This blog, posted with permission from Synchronicity Earth, is a shortened version of the original found here.
Claire Adler has a lifelong interest in conservation, a lot of anxiety about climate change—and a degree in medieval English literature. She shares some thoughts about how studying our past can help protect our future.
“When I explain my background to my coworkers, I tend to emphasise that my research approached medieval literature from an environmental perspective. I’m interested in the new stories old texts can tell us about humanity’s place in the natural world.
But in reality, I didn’t spend much of my degree focused on the environment: I was too busy learning how to decode medieval handwriting, gaining a grounding in the history of the period, and spending lots and lots of time reading very weird poems very, very carefully.
Beyond the practical skills it has afforded me, I am grateful for my humanities background because it enables me to place today’s environmental crisis in historical context. Recognising the long European legacy of violence against the living world reframes the present moment as an opportunity to finally create a radically new society.
At Synchronicity Earth, I have had the privilege to be a very small part of this process.
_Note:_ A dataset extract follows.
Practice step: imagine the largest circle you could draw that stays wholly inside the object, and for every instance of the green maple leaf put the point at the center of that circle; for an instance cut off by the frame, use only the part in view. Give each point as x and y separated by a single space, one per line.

Many of our partners engage in locally-led conservation and restoration work, work that implicitly resists the dominant capitalist narrative by casting care for the living world as intrinsically worthwhile. Others challenge the contemporary economic order more directly, from pushing back against Inga 3, to fighting for the recognition of communal, Indigenous land rights based on stewardship rather than ownership.
This fall, I’m moving on to pursue a PhD in medieval and early modern literature. As I envision my future as an academic, I know it will be profoundly shaped by my time at Synchronicity Earth.
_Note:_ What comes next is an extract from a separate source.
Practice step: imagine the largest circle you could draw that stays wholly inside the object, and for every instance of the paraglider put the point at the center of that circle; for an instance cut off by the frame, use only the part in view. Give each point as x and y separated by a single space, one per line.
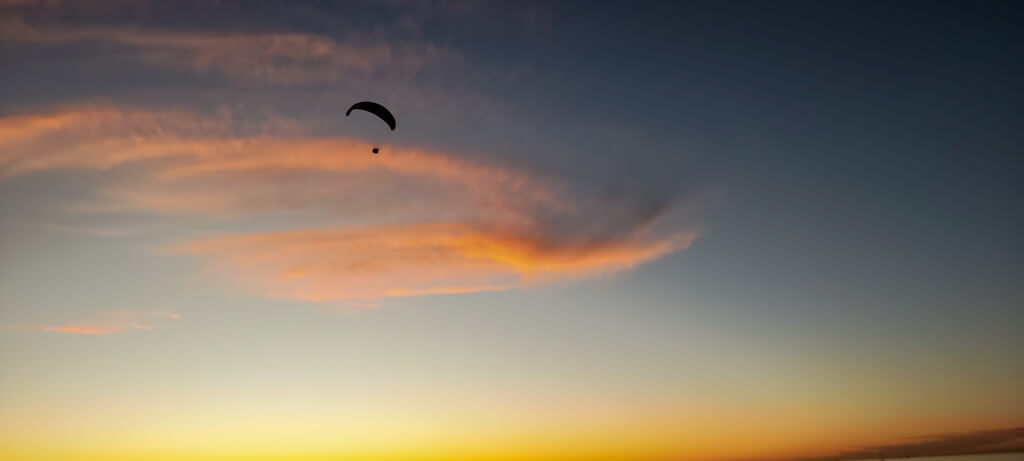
377 110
Of course, I’m excited to one day advise my students on how their literature degree could translate into a career in conservation. I will be able to confidently say that no one needs to choose between biodiversity and storytelling: the living world needs new stories.
But perhaps more importantly, I leave Synchronicity Earth more convinced than ever that our stories need the living world. When we look at history through the lens of today’s environmental crisis, different things stand out.